Austria: The Reform of the Act on Wage and Social Dumping – High Risk for Employers
Austria’s central location in the heart of Europe and its many borders to Eastern European Countries provide for many business opportunities, but also pose challenges in the field of labour law: cheap labour costs across the eastern (and sometimes southern) borders and high labour costs in Austria make it difficult for Austrian companies, especially in the building industry, to compete on prices. Often the fear that competition from low-wage countries will lead to wage dumping in Austria has been expressed.
The notion that the competition of high wage countries with low wage countries will lead to wage dumping in the former is not a new one. In 1996 it prompted the EU to issue the so-called Posted Workers Directive (PWD). It concerns workers who are sent to another Member State by their employers to do a certain job (posted workers) and establishes that while in general the labour law of their country of origin applies, a core of mandatory rules of the host state have to be applied. Most notably, the minimum wage according to the laws or universally applicable collective agreements has to be paid to posted workers. The idea was that this “compromise” would ban the risk of wage dumping while at the same time allow for fair competition in the common market.
It turned out that the Act on Posted Workers was good on paper, but difficult to enforce in practice: the main reason was that the Austrian enforcement system relies on action by the workers themselves who enjoy as members of the Austrian Chamber of Workers free legal counselling and representation in court. Posted workers do not enjoy these rights, and even though trade unions offer free counselling and representation, they are often unaware of their rights. Additionally, they often have little incentive to enforce their rights: even though Austrian wages would be higher than their earnings, they tend to earn more than they would back home.

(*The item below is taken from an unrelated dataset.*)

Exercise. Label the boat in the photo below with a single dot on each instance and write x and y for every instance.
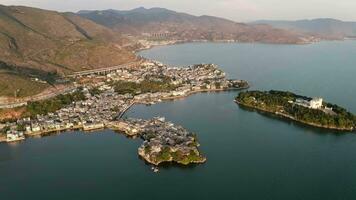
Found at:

The Austrian legislator soon realised that the “usual” enforcement system does not function when it comes to posted workers. In 2011, it introduced the Act on Wage and Social Dumping. The underlying notion of the Act was to put enforcement of the Act on Posted Workers in the hands of public authorities rather than to leave it to the posted workers themselves. The Act equipped the administrative authorities with vast competences in controlling the Act on Posted Workers, raiding office and building sites unannounced. Heavy administrative fines can be issued if employers don’t have the required documentation on their posted workers ready at hand or if the posted workers aren’t paid according to the basic/general rate of pay in the applicable collective agreement.
The Act on Wage and Social Dumping has now been amended, the amendment entering into force on 1st January 2015. This amendment brought not only significant changes to the Act itself, but also for Austrian labour law in general as the two most notable amendments show:
- Until now, employers who paid less than the basic rate of pay were subject to fines. Now, the relevant level of pay is the one required by the respective collective agreement. This change is not a mere play with words but has significant consequences: collective agreements often contain a vast number of allowances and regulations on overtime etc. Any mistake in the difficult calculation of pay can potentially lead to hefty administrative fines.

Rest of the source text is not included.